— Офицеров — два… Сержантов — семь… Красноармейцев — тридцать два… Потерь у нас нет, старшина?
— Нету! — отвечал старшина.
— Ага, стал быть, всего на четвертое декабря — сорок два… Потери боевые — нет. Потери небоевые — тем более… Ну чего тебе, герой Сорокин?
— Да вот, паек получить.
— В город едешь, я слышал?
— Да вот, разрешили, — вроде как извиняясь, подтвердил Сорокин.
Писарь-каптенармус молча позавидовал ему и направился к весам.
— Скажи спасибо, что у нас получены продукты на три дня, а то не видать бы тебе второго пайка, — заявил писарь.
— Спасибо, — проговорил Сорокин.
— То-то же!
Смотреть, как он взвешивал хлеб и горсть крупы, было мучительно и почему-то стыдно, однако и не смотреть на весы Сорокин не мог.

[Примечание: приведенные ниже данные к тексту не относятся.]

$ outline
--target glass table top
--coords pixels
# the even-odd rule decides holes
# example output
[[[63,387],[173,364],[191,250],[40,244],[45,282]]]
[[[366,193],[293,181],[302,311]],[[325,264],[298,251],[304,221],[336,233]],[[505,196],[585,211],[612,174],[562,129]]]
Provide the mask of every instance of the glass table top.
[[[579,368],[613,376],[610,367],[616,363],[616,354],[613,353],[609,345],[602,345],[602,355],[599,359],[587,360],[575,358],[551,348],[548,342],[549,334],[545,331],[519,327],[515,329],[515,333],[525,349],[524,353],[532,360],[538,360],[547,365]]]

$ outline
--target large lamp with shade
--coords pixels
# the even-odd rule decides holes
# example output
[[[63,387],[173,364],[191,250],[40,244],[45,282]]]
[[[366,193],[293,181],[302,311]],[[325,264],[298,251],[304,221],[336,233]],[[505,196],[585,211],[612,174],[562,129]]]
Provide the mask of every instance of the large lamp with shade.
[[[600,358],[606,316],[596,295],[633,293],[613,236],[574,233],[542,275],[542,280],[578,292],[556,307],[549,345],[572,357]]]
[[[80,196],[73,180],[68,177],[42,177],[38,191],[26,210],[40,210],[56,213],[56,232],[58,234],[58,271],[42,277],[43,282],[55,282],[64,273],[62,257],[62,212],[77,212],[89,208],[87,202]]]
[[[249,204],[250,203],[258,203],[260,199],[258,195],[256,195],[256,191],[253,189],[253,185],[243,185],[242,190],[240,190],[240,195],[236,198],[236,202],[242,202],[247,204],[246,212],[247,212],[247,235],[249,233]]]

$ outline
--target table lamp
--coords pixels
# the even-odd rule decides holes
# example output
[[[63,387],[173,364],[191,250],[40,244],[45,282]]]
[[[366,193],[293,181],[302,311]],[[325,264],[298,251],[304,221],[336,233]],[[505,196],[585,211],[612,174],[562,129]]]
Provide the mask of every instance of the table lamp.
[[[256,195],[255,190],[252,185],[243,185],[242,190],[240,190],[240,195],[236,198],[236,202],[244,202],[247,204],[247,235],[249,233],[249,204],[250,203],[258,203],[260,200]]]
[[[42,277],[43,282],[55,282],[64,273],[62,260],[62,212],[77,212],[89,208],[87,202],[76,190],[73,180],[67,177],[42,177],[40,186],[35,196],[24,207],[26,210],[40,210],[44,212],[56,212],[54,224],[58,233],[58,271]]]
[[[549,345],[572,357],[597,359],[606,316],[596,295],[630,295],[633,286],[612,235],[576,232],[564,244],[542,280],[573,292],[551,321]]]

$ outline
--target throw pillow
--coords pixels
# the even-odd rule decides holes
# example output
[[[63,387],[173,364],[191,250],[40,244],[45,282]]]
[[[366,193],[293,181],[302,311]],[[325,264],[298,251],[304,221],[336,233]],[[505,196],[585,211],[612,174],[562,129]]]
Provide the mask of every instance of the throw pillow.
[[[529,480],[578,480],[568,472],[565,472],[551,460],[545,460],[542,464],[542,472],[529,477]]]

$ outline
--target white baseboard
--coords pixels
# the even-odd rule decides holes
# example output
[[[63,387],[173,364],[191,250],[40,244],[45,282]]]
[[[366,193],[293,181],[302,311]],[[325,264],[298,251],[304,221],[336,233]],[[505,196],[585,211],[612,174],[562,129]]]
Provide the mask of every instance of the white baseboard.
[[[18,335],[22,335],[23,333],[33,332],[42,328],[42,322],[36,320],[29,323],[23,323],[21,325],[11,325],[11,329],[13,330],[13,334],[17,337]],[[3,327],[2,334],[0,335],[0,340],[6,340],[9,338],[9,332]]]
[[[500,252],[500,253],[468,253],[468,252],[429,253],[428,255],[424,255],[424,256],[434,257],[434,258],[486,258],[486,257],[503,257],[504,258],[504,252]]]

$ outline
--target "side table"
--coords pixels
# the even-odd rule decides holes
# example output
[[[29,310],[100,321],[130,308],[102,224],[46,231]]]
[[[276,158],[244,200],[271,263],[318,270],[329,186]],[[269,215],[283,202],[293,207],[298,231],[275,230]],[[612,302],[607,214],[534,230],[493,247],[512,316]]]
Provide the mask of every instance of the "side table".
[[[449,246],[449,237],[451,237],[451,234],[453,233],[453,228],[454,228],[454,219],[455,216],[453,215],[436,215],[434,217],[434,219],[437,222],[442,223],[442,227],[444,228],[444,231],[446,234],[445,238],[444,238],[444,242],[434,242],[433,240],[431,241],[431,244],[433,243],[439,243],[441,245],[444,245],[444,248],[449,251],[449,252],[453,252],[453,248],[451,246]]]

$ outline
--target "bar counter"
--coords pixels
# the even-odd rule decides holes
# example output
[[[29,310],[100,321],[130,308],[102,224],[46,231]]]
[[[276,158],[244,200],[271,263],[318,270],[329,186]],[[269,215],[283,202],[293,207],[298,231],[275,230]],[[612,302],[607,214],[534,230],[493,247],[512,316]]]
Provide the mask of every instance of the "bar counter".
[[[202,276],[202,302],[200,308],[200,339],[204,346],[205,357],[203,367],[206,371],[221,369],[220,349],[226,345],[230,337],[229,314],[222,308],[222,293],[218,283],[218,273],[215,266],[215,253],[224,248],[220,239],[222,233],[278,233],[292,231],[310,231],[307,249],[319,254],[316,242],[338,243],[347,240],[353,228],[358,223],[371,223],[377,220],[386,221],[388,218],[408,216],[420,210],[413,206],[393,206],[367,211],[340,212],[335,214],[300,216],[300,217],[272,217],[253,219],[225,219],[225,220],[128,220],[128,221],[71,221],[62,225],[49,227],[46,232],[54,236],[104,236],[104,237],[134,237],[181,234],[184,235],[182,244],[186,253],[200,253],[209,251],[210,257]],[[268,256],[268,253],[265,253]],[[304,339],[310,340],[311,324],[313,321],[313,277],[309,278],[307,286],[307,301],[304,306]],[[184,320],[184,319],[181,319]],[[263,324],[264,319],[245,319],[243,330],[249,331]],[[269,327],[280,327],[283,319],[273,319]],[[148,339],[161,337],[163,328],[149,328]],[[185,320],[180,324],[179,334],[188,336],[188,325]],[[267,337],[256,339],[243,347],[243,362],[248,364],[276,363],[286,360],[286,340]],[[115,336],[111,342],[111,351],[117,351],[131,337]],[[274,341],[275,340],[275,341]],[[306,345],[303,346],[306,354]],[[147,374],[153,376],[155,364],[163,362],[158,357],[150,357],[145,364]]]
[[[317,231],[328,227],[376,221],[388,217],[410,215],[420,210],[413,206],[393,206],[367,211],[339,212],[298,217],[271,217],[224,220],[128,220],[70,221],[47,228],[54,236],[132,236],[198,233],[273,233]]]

Так и чудилось, что этот жуликоватый парень обязательно обвесит его. И что же тогда останется? В мирное время Никита птицам в кормушку сыпал больше крупы, чем теперь получал для себя на двое суток.
— Все. Забирай! — объявил писарь-каптенармус об окончании томительной процедуры. И Сорокин быстро сложил свои птичьи пакетики и кулечки в сумку от противогаза, где хранились у него прикрытые сверху чистыми портянками накопленный сахар и сэкономленная водка.
— До свиданья, товарищи! — сказал он перед дверью.
— Будь здоров. Передавай привет Ленинграду.
— Передам…
На улице, на солнечном тихом морозце, к нему снова вернулись предпраздничные ощущения и ожидания, и он опять заспешил — теперь уже к машине, что стояла перед штабом батальона. Это была давно не новая, истерзанная войной полуторка. Сорокин помнил ее еще с лета, когда ездил из-под Луги на склад ВВ за минами. С тех времен в бортах полуторки оставались пробоины от корявых бомбовых осколков, но мотор, как видно, ни разу не пострадал. Шофер, конечное дело, сменился — старого ранило как раз под Лугой. Новый был медлительным копушей и производил впечатление неумехи. Он возился сейчас в кузове, пытаясь приладить понадежнее доску-сиденье.
Сорокин стал на колесо полуторки и заглянул к шоферу через борт.
— Помочь, что ли?
— Ни хрена у тебя тоже не выйдет, — с раздражением отвечал шофер. — Короткая она стала.
— Потому что борта разошлись, стойка истерлась, — подсказал Сорокин.
— А ты думаешь, я без тебя не вижу? — опять оказался недовольным шофер.
— Когда вернемся, я тебе тут рундучок сострою — хочешь? — миролюбиво предложил Сорокин. — Будет у тебя и сиденье надежное, и место для всякого мелкого имущества, для инструмента.
— Пока это будет, я выговор схлопочу. Мне сейчас людей в город везти надо.
— Пила, топор есть у тебя?
— Нашлись бы. Да времени нету.
— Это недолгое дело.
Сорокин залез в кузов, и шофер превратился в его подручного: подавал инструмент, бегал за доской для новой стойки, доставал из-под сиденья то молоток, то гвозди.
— Это ты молодец, что самое необходимое при себе держишь, — похвалил его Сорокин. — Я тоже люблю, чтобы в нужный момент все под рукой было. Я ведь столяр по профессии.
Сорокину думалось, что, сказав это, он сказал о себе самое главное и, может быть, самое лучшее, поскольку с малолетства считал столяров самыми мастеровитыми и тщательными работниками среди всех прочих. Он учился ремеслу у своего отца, и тот внушал ему: «После столяра только маляр к изделию приложит руку, да и то ничего не исправит — кисть у него мягкая. Так что нам все полагается делать аккуратно и окончательно».
Сорокин хорошо помнил все это не только тогда, когда разговаривал с кем-то, но главное — когда работал. Даже по тому, как он пилил, прижав коленом, доску, затем прибивал к борту новую стойку, ни разу не промахнувшись молотком по гвоздю, — даже по этим простым движениям можно было понять, что он действительно умел работать. И пила, и молоток, и чужой топорик сразу пришлись ему по руке.
— Дома у меня все стулья, табуретки, столы — все моими руками сделано, — разговорился Сорокин. — И для соседей много чего делал… Жена у меня библиотекарь, так я и у нее находил по вечерам работенку. То стеллажи подправлю, то ящики для карточек смастерю, ну а мне за это лучшие книги оставляли. Ты случайно не читал, есть такая книжка — «Кола Брюньон»?